Philosophy Chapter 1

  1. What is logic?
    Logic is the organized body of knowledge that evaluates arguments.
  2. Define argument.
    A group of statements, one or more of which (the premises) are claimed to provide support for the conclusion. The premises either do or do not support the conclusion.
  3. Conclusion Indicators
    Therefore, thus, consequently, accordingly, so, for this reason, hence, it follows that, as a result...
  4. What are Premise Indicators?
    Since, as indicated by, because, for, in that, given that, seeing that, for the reason that, owing to...
  5. Define Syllogistic logic
    Kind of logic in which the fundamental elements are terms and arguments are evaluated as good OR bad
  6. Simple Noninferential Passages, what are the 4 main components?

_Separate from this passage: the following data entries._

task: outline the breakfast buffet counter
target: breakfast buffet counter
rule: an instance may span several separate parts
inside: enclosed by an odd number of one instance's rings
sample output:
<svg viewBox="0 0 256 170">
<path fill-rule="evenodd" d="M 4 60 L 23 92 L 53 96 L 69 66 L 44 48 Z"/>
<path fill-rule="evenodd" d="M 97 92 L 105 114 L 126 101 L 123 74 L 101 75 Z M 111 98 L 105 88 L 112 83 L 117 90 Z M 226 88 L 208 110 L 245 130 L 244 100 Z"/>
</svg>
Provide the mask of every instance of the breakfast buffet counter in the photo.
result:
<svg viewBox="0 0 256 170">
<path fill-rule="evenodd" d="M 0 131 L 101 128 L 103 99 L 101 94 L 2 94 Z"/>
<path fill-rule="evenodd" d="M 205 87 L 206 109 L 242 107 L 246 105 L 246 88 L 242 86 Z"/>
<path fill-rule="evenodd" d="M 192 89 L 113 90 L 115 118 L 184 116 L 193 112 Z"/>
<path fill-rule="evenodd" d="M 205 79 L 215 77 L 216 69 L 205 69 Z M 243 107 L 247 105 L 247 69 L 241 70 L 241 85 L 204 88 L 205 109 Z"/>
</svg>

    • 1. Warning- Expression to put someone on guard
    • 2. Piece of advice- Expression that makes recommendation about future conduct\
    • 3. Opinion- Expression about what someone believes
    • 4. Loosely associated statement- About general subject which lack a claim that one of them is proved by others.
  7. Expository Passage
    Begins with a topic sentence followed by 1+ sentences that can be taken as an argument based on if following sentences are to prove topic sentence or develop it.
  8. Define Illustration
    An expression involving one or more examples that is intended to show what something means or how it is done. They don't claim anything is be proved. Those that are taken as arguments are called arguments from example.
  9. Define Explanations
    • Explanations try to shed light on some event or phenomenon.
    • Explanans is the statement/group of statements that purports to do the explaining,
    • Explanandum is the statement that describes the event or phenomenon to be explained
  10. What is the main layout of a Conditional Statement?
    Is an "if... then.." statement
  11. Define antecedent
    Component statement immediately following the "if"
  12. Define consequent
    Statement following the "then"
  13. Define deductive argument
    Argument incorporating the claim that it is impossible for the conclusion to be false when the premises are true.
  14. Define inductive argument
    It is improbable that the conclusion be false given that the premises are true. Involve probabilistic reasoning.
  15. Deductive argument forms- Based on Mathematics
    Conclusion depends on purely arithmetic or geometric computation or measurement.
  16. Deductive argument forms- Argument from Definition
    Conclusion is claimed to depend merely on the definition of some word or phrase used in the premise or conclusion.
  17. Deductive argument forms- Categorical Syllogism
    Statement begins with the words "all", "no", or "some"
  18. Deductive argument forms- Hypothetical syllogism
    Has a conditional statement for one or both of it's premises.
  19. Deductive argument forms- Disjunctive syllogism
    "Either.. or"
  20. Inductive reasoning forms-Prediction
    Argument that proceeds from our knowledge of the past to make a claim about the future.
  21. Inductive Reasoning Forms- Argument from Analogy
    Argument that depends on the existence of an analogy or similarity between two things.
  22. Inductive Argument Forms- Generalization
    • Argument that proceeds the knowledge of a selected sample to some claim about the whole group.
    • Ex: If three oranges from the same crate are all tasty and juicy, than all oranges in the crate must be so.
  23. Inductive Argument Forms- From Authority
    Argument that concludes something is true because a presumed expert/witness says so.
  24. Inductive Argument Forms-Based on Signs
    Argument that proceeds from the knowledge of a sign to make a claim. It makes the conclusion only probable.
  25. Inductive Argument Forms- Causal Inference
    Argument that proceeds from knowledge of a cause to a claim about an effect.
  26. True or False?
    Arguments where the premises provide absolute support for the conclusion are always deductive.
  27. What is a valid deductive argument?
    Argument in which it is impossible for the conclusion to be False given that the premises are True.
  28. Define invalid deductive argument.
    A deductive argument where is IS possible for the conclusion to be false given that the premises are True.
  29. Strong Inductive Argument
    I.A. where it is improbable that the conclusion be False given that the premises are True
  30. Weak Inductive Argument
    I.A where the conclusion does not follow probably from the premises, even though it's claimed to.